Вообще-то Линли думал, что жилище Торсона отвечает его политическим пристрастиям — квартирка где-нибудь в многоэтажном доме неподалеку от железнодорожной станции, тускло освещенная комнатенка над магазином в центре города. Линли не ожидал, что попадет в квартал среднего класса, где в гаражах стоят «форды» и «фольксвагены», а на тротуарах валяются трехколесные велосипеды и игрушки.

Дом Торсона в восточном конце Эшвуд-корт был точь-в-точь как предыдущий, угловые окна выходили на следующий, следовательно, все передвижения Торсона видны как из окна соседям справа, так и с лестницы соседям слева. С первого взгляда можно определить, приехал ли сосед или уезжает.
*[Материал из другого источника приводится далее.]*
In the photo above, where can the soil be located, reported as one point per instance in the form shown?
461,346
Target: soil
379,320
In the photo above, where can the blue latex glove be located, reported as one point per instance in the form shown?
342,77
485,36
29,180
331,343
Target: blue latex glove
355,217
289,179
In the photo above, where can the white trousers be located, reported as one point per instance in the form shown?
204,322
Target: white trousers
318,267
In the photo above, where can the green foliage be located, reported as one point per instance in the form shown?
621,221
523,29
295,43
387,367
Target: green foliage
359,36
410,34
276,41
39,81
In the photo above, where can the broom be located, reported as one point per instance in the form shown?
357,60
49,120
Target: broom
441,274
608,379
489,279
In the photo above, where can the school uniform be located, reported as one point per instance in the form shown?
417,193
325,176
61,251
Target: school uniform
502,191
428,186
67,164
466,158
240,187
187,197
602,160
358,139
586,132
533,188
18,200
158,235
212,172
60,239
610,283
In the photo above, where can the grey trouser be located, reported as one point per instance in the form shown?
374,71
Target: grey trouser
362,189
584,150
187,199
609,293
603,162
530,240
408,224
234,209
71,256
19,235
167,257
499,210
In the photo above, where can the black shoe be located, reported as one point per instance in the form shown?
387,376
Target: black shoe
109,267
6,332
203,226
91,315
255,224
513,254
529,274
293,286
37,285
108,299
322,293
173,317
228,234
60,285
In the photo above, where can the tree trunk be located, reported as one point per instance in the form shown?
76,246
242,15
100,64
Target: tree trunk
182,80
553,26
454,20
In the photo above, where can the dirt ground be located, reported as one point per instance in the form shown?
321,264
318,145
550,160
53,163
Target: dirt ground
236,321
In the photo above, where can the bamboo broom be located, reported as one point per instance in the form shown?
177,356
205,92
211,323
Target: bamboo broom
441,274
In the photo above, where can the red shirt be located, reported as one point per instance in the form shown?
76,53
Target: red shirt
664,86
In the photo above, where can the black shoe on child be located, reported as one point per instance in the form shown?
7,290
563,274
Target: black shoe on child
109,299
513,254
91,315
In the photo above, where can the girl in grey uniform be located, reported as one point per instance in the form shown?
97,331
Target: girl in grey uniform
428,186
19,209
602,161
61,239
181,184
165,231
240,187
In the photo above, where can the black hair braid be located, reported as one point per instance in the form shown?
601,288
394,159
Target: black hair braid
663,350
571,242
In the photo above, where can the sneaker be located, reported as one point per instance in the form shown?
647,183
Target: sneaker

В таком случае бесспорно утверждение, что в семь утра Торсон именно спешно возвращался, а не куда-то уезжал.

Ни в одном из окон на улицу не горел свет. Но Линли на всякий случай попробовал входную дверь и несколько раз позвонил. Звонок эхом раскатился по дому, словно внутри не было ни мебели, ни ковров, способных поглотить звук. Линли отступил назад, посмотрел на окна в ожидании признаков жизни. Ничего.
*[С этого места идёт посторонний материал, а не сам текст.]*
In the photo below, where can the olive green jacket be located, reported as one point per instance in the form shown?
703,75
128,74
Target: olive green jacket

Он вернулся к машине, подождал еще немного, посмотрел на соседские дома, размышляя о Леннарте Торсоне, что же это за человек. Думал о юных умах, внимающих вариациям Торсона на тему Шекспира, который через литературу четырехсотлетней давности провозглашал свои политические взгляды. Думал об ослеплении. О том, что, если в литературном отрывке, знакомом с детства, как молитва, выбрать строки, сцены, истолковать их на свой лад, получится еще одна интерпретация, которая может затмить собой уже существующие, но, если хорошенько присмотреться, она так же слепа, как и все остальные. И тем не менее Торсон увлекательно подает материал. Линли убедился в этом сам, послушав лекцию на факультете английского языка. Очевидны были и его преданность своему делу, и ум, и отличная от остальных манера преподавания, будившая дух товарищества среди старшекурсников. Когда молодежь сторонилась бунтарей, когда она была равнодушна к фронде?
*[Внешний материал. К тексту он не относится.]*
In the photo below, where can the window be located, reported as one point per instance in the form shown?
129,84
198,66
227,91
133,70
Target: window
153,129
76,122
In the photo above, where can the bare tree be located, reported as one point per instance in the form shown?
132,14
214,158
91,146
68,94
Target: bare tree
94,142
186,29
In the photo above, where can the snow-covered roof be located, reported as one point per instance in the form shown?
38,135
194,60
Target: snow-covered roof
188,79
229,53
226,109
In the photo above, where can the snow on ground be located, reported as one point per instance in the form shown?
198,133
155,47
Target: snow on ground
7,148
Непохоже, что Елена Уивер искала благосклонности Торсона, была отвергнута и в отместку состряпала обвинение. На Торсона тоже непохоже — связываться с Еленой Уивер, понимая, что она умышленно пытается его совратить.

Линли смотрел на дом, ожидая ответов на свои вопросы, понимая, что практически все сводится к одному факту: к глухоте Елены Уивер. К одному предмету: текстофону.

Торсон был в ее комнате. Видел текстофон. Оставалось только позвонить Джастин Уивер и расстроить утреннюю встречу с Еленой. Но знал ли Торсон об их совместной пробежке? Знал ли он, как обращаться с текстофоном? Что, если текстофоном воспользовался кто-нибудь другой? Да и был ли звонок вообще?